Above us, Grace held my recently abandoned sword.

I sat up, rubbing my neck. “What about the rules?” I asked.

Grace looked down at me and said, “Don't press your luck. You said that there's someone who can get us out of here?”

 • • • 

I let Grace and Mary bear the swords. One less thing for me to worry about. Despite the change of heart that saved my life, I could still tell that I had exhausted the reservoir of trust I had with them. Better to let Fearless Leader take her natural role and not even pretend I was in charge. Once all of us were out of this place, we could part ways.

Just a bit deeper in the dungeon we found Sir Forsythe. I opened a heavy iron door, and it was unquestionably him. He was the only man I knew who could be stripped and thrown in a dungeon hole and still appear as if he'd stepped fresh off the parade grounds. Despite the black manacles holding him to the wall, the filthy bedding in the stall, he appeared unsullied, his long blond hair shining in the torchlight.

“Is it you, My Liege?”

“Yes.” I ran up and started unlocking the chains that bound him to the wall. “You're going to lead us out of this dungeon.”

He stepped free and looked me up and down. “You
are
wearing the body of Prince Bartholomew.”

“Yeah, he goes by ‘Snake' now.”

From outside the cell I heard Grace. “Who's the pretty boy, and what is he talking about?”

He drew himself up and walked out, intoning, “I am Sir Forsythe the Good, fair maiden. I am here in service to my liege, Frank Blackthorne, Princess of Lendowyn, and the rightful Dark Queen of Nâtlac. And I am going to save you.”

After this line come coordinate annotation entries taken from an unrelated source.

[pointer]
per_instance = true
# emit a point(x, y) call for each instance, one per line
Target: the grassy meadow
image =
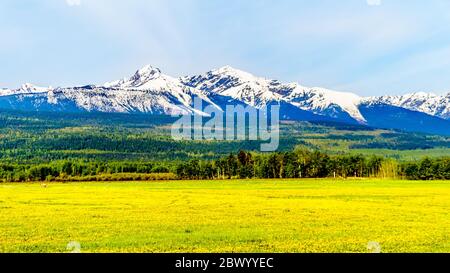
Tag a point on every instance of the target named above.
point(227, 216)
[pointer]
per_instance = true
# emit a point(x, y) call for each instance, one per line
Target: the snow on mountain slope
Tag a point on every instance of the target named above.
point(147, 91)
point(258, 92)
point(428, 103)
point(151, 91)
point(319, 100)
point(237, 84)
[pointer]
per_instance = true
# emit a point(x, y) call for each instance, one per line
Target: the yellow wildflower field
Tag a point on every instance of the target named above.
point(227, 216)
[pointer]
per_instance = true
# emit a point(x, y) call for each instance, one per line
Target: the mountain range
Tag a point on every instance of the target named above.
point(150, 91)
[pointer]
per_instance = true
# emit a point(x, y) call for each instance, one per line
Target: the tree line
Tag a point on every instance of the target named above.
point(300, 163)
point(312, 164)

There was a chorus of “what?” as Sir Forsythe strode through their midst. Mary gaped at him, and he bent down to kiss her hand. “Thank you, My Lady,” he said. Somehow he had taken the sword Mary had been holding.

Sir Forsythe raised the sword above his head and said, “Now, follow me.” He charged back the way we had come.

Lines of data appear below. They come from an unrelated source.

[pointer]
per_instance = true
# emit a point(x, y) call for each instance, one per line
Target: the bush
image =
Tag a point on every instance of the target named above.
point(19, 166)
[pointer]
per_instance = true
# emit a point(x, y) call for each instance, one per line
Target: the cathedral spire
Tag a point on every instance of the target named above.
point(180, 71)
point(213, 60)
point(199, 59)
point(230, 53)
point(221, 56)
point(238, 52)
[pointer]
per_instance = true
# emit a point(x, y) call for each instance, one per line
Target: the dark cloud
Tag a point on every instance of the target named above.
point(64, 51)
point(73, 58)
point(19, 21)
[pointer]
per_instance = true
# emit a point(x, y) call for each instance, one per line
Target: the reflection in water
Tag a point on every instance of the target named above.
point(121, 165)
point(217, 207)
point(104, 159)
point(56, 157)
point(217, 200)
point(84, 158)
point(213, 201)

Grace sputtered, “What the f—”

“We better follow him,” I said. “He knows the way out.”

Everyone started chasing the charging knight. As we ran, Grace asked, “Who is Frank Blackthorne?”

“That would be me.”

“What?”

“Princess of Lendowyn? Dark Queen?” Mary sounded the words as if she had lost track of what they actually meant.

“Long story,” I responded.

Behind us I heard Laya say, “Aren't we running back toward—”

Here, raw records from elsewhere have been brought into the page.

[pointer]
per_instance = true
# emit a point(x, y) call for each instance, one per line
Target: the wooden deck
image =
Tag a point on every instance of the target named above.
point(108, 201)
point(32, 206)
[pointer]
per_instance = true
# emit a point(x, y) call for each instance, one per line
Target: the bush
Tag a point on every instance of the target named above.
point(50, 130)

She didn't manage to finish the thought, because she was interrupted by Sir Forsythe bellowing, “Servants of the Usurper! Cower before the might of he who serves the true Queen of the Dark One!”

The statement was punctuated by a high-pitched scream as a flailing body sailed through the corridor toward us. Everyone dodged to hug the wall as a guardsman crumpled limp between us. After a moment of shock, Rabbit, Krys, and Laya descended on the body, stripping it of weapons and armor quicker than I thought possible.

Sir Forsythe, for all his bluster, seemed to have a hint of tactical competence, if not subtlety. He stood before the doorway to the upper levels, but not so close that anyone could fight him with the door. But that meant that the guards—and I couldn't even see how many there were past the door—were forced to engage him one-on-one. That was not a winning proposition.

A guard took a step toward him and swung his weapon. Sir Forsythe effortlessly blocked it and grabbed the faceguard of the man's helmet with his free hand. Sir Forsythe pulled the man's head forward. As his opponent fell, Sir Forsythe bellowed, “Brilliant! Future generations will sing ballads of how bravely you stepped up and met your doom!”

The guard continued stumbling forward, and Sir Forsythe dropped his block and introduced his weapon to the back of the falling man's neck. The result was not pretty.